No, I did not devour everything on Grantland, and sometimes in some of its most basic categories.

Its young-ish writers covering the major pro sports dealt in absolutes revealed to them by the latest metrics, and it was hard to deal with that certainty as well as spending time to understand the metric. It was as if they didn’t believe their own eyes; they needed the numbers.

Overall, the site — even at the end, after several writers and editors had exited — was part of my daily internet routine.

Also, it was never a site that chased hits. No galleries. No calling out of other sites or writers; that was a Simmons concept, and I appreciated it.

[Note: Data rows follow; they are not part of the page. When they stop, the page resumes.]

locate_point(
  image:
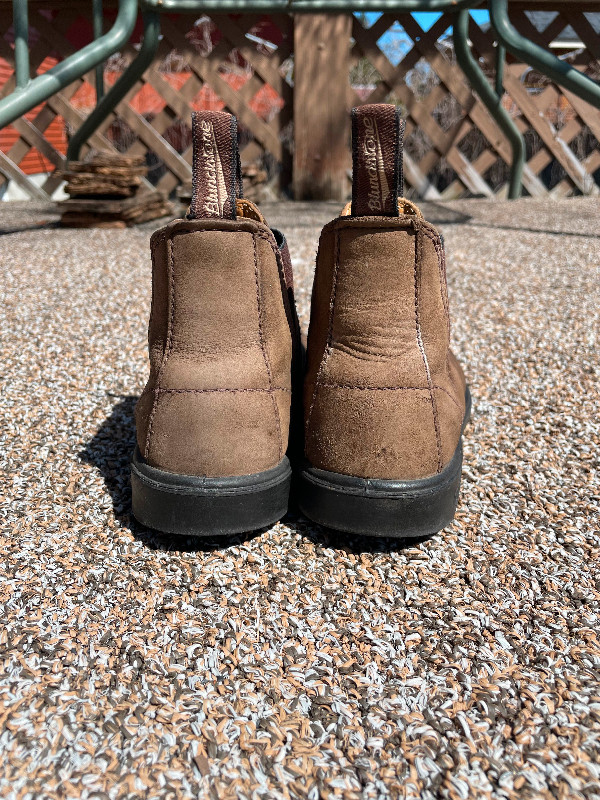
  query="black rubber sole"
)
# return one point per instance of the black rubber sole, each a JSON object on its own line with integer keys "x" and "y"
{"x": 374, "y": 507}
{"x": 189, "y": 505}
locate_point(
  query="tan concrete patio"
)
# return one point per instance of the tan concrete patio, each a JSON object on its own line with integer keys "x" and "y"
{"x": 294, "y": 662}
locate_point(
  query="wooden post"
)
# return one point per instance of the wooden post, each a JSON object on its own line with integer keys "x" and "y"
{"x": 321, "y": 116}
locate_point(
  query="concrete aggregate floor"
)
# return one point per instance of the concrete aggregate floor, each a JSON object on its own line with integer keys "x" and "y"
{"x": 294, "y": 662}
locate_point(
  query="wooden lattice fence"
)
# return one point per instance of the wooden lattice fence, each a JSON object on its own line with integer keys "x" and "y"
{"x": 291, "y": 84}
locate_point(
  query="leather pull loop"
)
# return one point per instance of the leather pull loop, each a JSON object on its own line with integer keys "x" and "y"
{"x": 377, "y": 142}
{"x": 216, "y": 168}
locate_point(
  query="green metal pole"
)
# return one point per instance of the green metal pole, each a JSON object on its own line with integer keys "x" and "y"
{"x": 21, "y": 33}
{"x": 490, "y": 99}
{"x": 98, "y": 30}
{"x": 73, "y": 67}
{"x": 562, "y": 73}
{"x": 117, "y": 92}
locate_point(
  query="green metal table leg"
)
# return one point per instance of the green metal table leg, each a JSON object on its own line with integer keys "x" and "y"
{"x": 98, "y": 26}
{"x": 490, "y": 99}
{"x": 21, "y": 31}
{"x": 117, "y": 92}
{"x": 562, "y": 73}
{"x": 73, "y": 67}
{"x": 500, "y": 60}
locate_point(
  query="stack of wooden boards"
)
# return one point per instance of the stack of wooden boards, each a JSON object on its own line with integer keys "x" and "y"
{"x": 107, "y": 191}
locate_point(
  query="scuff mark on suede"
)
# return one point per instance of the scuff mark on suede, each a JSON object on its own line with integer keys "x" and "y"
{"x": 168, "y": 344}
{"x": 264, "y": 349}
{"x": 436, "y": 421}
{"x": 328, "y": 347}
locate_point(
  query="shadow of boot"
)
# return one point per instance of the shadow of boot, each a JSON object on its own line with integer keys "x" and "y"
{"x": 110, "y": 451}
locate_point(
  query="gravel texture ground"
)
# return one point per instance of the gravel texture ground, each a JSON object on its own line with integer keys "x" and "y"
{"x": 292, "y": 662}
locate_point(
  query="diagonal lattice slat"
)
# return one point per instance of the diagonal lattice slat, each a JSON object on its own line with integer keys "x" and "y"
{"x": 244, "y": 62}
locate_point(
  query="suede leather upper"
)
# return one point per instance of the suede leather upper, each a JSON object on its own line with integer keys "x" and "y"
{"x": 384, "y": 397}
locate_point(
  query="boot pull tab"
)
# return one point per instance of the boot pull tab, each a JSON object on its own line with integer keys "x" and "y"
{"x": 216, "y": 168}
{"x": 377, "y": 180}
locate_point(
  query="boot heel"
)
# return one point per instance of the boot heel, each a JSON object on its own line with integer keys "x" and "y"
{"x": 373, "y": 507}
{"x": 191, "y": 505}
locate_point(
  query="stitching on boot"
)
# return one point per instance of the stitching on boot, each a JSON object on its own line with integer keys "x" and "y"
{"x": 436, "y": 422}
{"x": 435, "y": 387}
{"x": 328, "y": 347}
{"x": 439, "y": 250}
{"x": 234, "y": 391}
{"x": 168, "y": 344}
{"x": 264, "y": 351}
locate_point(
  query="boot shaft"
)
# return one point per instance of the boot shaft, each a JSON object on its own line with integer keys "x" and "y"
{"x": 384, "y": 398}
{"x": 217, "y": 402}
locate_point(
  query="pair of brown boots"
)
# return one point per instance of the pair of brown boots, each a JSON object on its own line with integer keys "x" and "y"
{"x": 367, "y": 424}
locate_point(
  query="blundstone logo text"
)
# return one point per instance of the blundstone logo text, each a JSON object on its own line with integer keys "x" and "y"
{"x": 215, "y": 190}
{"x": 373, "y": 160}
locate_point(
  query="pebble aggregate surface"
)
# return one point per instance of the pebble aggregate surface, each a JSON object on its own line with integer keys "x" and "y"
{"x": 294, "y": 662}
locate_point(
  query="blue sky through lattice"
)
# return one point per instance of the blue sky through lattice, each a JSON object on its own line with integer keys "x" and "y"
{"x": 395, "y": 43}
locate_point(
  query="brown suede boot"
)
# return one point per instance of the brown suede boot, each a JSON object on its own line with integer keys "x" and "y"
{"x": 213, "y": 420}
{"x": 385, "y": 400}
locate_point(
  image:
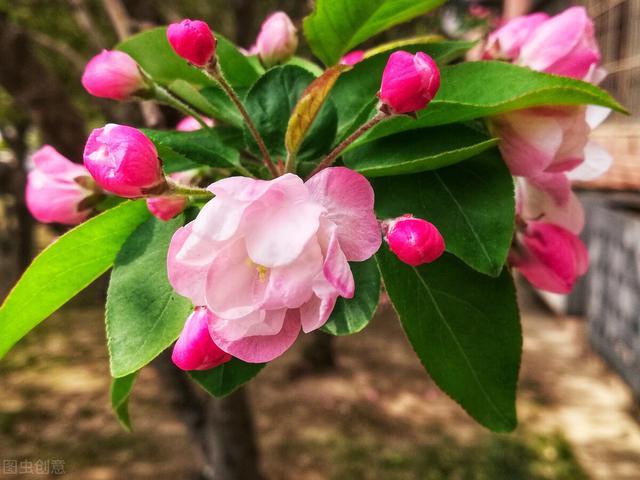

Looking back, it will seem obvious the site was probably doomed once Simmons had his rupture with ESPN, which happened back in May. He was the centerpiece of the production, and it seemed a little less interesting with him gone — and I imagine ESPN never got past the “Bill Simmons stink” they could still detect at grantland.com.

(Which opens up the whole question of “if Simmons could stop fighting with corporate execs, would Grantland still be alive today?” Probably yes.)

Perhaps the only upside to this?

I found out that Sports on Earth is still in business. I thought it was gone but, no, they’ve just been irrelevant.

Grantland’s demise could be a boon for SoE; I looked at them today for the first time in a year, and I even opened a story or three.

But there were reasons why Grantland was a daily destination, and SoE is not, and I see no obvious substitute for what is gone.